15         En janvier 1995, CFRY a décidé d'augmenter le nombre de comptes rendus des réunions du conseil municipal. Le requérant devait désormais assister aux réunions qui avaient lieu une semaine avant les réunions du conseil elles-mêmes. Le requérant a informé Mme Edmondson et M. Henley que le fait d'avoir à rendre compte des deux séries de réunions ne lui plaisait pas.

16         Le 3 janvier 1995, le requérant n'a pas assisté à une réunion du conseil municipal à cause d'une panne de voiture et il n'a pas pu se rendre de Winnipeg à Portage la Prairie. Le 31 janvier 1995, M. Hughes a remis au requérant une note de service lui rappelant que, dans le cadre de ses conditions d'emploi, il devait rendre compte des réunions du conseil municipal.

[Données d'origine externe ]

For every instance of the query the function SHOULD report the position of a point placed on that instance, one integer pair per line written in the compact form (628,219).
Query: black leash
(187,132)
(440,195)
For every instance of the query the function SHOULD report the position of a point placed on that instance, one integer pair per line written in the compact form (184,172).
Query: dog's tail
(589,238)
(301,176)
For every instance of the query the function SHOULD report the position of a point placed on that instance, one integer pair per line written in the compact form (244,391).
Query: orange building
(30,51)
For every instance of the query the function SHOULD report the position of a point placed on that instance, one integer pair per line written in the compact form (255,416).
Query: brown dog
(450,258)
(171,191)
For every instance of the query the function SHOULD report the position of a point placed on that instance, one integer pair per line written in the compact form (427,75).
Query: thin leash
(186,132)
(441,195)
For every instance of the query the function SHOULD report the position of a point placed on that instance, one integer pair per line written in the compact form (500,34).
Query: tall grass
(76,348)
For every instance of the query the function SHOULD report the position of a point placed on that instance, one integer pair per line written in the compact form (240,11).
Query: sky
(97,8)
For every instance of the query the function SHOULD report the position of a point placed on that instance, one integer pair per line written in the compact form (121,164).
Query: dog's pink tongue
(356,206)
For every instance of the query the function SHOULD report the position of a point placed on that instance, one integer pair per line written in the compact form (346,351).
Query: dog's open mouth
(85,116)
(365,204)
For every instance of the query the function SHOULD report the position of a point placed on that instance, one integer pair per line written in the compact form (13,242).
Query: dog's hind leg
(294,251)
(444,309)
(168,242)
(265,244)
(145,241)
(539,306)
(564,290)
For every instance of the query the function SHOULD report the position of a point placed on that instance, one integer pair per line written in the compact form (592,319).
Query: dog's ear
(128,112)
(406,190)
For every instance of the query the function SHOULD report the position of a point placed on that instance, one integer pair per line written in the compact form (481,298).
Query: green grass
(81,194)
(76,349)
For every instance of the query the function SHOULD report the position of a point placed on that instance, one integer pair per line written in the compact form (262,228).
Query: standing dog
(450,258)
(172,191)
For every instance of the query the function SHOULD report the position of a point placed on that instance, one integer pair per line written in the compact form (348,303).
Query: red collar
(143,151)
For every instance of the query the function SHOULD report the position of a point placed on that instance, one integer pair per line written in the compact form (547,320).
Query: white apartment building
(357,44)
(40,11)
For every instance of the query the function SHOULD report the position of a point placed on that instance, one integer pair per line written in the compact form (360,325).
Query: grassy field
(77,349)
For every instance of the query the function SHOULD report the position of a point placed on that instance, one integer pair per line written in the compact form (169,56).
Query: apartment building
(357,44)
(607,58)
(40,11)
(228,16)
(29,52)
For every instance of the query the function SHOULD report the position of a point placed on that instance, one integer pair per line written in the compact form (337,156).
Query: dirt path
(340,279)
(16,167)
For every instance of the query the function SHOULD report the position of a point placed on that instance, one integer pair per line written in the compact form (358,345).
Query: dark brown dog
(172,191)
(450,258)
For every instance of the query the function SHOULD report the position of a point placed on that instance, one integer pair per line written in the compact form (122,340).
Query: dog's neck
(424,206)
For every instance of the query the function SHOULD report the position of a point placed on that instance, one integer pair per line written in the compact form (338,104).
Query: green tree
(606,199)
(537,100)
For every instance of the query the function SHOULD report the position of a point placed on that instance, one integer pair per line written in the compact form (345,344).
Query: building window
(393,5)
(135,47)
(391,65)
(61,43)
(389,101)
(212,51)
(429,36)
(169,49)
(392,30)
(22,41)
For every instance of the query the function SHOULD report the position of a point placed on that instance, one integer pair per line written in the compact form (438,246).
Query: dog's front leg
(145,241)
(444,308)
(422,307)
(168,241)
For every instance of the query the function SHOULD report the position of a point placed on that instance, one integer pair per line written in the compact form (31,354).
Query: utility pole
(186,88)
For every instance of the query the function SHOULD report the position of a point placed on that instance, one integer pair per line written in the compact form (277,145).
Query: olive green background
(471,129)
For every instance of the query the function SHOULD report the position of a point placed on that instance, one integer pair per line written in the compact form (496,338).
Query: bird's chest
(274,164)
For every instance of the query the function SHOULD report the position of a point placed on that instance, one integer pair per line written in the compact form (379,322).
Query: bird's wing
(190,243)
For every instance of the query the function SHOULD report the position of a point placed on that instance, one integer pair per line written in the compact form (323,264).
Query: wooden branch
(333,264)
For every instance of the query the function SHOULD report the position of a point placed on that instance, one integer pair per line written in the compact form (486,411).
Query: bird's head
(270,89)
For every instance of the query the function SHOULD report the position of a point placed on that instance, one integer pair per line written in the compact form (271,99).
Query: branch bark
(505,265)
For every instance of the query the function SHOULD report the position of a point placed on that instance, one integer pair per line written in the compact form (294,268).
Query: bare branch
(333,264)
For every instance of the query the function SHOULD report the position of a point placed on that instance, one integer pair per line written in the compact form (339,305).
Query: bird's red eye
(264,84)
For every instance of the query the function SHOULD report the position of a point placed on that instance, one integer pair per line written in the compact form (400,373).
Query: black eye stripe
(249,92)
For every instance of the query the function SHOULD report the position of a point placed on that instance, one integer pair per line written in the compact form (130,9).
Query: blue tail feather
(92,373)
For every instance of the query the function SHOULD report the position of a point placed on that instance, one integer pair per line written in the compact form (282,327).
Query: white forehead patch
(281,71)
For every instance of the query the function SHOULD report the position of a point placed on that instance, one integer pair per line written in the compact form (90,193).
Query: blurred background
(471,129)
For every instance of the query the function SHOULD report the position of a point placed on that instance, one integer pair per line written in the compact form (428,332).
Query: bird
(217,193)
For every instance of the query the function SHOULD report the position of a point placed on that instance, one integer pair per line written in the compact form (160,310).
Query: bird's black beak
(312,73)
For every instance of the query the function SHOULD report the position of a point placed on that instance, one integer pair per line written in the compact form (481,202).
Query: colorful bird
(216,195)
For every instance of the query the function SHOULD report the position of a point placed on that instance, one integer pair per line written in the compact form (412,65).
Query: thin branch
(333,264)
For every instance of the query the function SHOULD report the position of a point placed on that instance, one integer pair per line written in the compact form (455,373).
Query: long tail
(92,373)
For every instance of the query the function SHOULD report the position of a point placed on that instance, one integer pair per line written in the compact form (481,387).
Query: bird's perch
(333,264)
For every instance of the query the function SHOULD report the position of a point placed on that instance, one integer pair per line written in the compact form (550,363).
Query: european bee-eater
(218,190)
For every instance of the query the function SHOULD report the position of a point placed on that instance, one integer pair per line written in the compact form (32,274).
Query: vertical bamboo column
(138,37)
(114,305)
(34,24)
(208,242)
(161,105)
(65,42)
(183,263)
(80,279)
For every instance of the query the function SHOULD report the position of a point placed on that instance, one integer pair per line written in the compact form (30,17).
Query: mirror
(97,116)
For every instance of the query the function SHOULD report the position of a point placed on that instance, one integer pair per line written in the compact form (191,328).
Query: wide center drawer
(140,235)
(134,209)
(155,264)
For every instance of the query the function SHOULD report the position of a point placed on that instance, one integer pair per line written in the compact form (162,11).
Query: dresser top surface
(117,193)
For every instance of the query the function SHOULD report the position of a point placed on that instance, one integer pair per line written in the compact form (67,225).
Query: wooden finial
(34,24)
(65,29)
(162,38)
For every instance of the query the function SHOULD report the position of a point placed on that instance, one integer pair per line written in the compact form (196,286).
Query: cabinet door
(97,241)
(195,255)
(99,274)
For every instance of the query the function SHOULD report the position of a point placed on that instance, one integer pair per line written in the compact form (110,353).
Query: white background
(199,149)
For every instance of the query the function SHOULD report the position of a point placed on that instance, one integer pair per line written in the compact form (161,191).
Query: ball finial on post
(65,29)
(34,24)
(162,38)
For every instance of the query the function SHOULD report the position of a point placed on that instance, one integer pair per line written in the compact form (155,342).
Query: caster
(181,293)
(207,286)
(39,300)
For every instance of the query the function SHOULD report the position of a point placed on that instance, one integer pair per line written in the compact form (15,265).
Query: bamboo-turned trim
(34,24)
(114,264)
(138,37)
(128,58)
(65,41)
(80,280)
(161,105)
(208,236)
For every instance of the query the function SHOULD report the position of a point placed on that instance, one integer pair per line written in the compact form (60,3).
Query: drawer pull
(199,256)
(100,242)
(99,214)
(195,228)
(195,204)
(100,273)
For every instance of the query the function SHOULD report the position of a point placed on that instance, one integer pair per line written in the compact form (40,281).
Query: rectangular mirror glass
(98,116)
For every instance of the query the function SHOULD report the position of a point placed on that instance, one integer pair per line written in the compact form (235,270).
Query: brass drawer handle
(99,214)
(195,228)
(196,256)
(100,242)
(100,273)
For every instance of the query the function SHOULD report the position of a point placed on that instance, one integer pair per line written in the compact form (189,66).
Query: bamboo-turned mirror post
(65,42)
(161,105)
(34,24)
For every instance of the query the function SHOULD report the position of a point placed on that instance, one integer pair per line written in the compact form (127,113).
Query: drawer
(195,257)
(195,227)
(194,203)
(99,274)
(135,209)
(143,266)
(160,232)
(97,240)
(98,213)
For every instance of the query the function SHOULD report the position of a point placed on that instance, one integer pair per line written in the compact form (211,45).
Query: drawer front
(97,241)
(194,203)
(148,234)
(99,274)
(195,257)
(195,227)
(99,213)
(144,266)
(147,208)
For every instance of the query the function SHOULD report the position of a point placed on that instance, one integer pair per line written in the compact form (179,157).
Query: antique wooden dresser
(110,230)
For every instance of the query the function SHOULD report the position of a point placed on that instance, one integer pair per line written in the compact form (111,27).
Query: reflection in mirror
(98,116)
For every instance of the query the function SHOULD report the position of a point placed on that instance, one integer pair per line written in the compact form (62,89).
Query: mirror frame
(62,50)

17         Le 21 mars 1995, M. Hughes et Mme Edmondson ont de nouveau rencontré le requérant pour discuter de diverses questions et notamment de son rendement sur les ondes; ils l'ont informé qu'il serait suspendu si son rendement ne s'améliorait pas.

18         Le 6 novembre 1995, le requérant a omis d'assister à une autre réunion du conseil municipal. Il a menti et il a dit qu'il y avait assisté, mais il a par la suite été découvert qu'il ne s'était pas présenté à la réunion, mais qu'il avait plutôt communiqué avec le maire par téléphone pour obtenir un compte rendu de la réunion en disant qu'il avait un rendez-vous chez le dentiste et qu'il ne pouvait pas assister à la réunion. Le requérant a fait son reportage par téléphone. M. Hughes a suspendu le requérant pour une semaine. Le requérant a par la suite glissé sous la porte de M. Hughes une note dans laquelle il s'excusait d'avoir menti et disait que, le 6 novembre, il avait été obligé d'accompagner sa femme, qui était enceinte, chez le médecin. Le requérant a dit qu'il ne voulait pas demander à prendre congé étant donné que, par le passé, pareilles demandes avaient été rejetées.

19         Bien qu'il ait lu de nombreux bulletins météorologiques signalant une grosse tempête de neige imminente, le requérant s'est rendu en voiture à Winnipeg l'après-midi du 4 décembre 1995. À cause de la tempête, il n'a pas pu se rendre à son travail le lendemain matin. Le 6 décembre 1995, M. Hughes a remis au requérant une note de service (pièce 10) qui se lisait comme suit :

[TRADUCTION]

La présente vise à résumer les discussions qui ont eu lieu à ce jour : il est noté que, parce que les routes étaient fermées, tu n'as pas pu être à ton poste pour les nouvelles du matin le mardi 5 décembre. Pendant toute la journée du lundi, on a annoncé qu'il y aurait une grosse tempête en Saskatchewan, la tempête devant atteindre le Manitoba le lundi soir. Apparemment, tu as décidé de ne pas tenir compte des prévisions et des avertissements et tu es retourné à Winnipeg.

Or, le public compte énormément sur la radio lorsqu'il y a une tempête. Il veut se renseigner sur la fermeture des écoles, sur l'état des routes et sur d'autres questions du même genre.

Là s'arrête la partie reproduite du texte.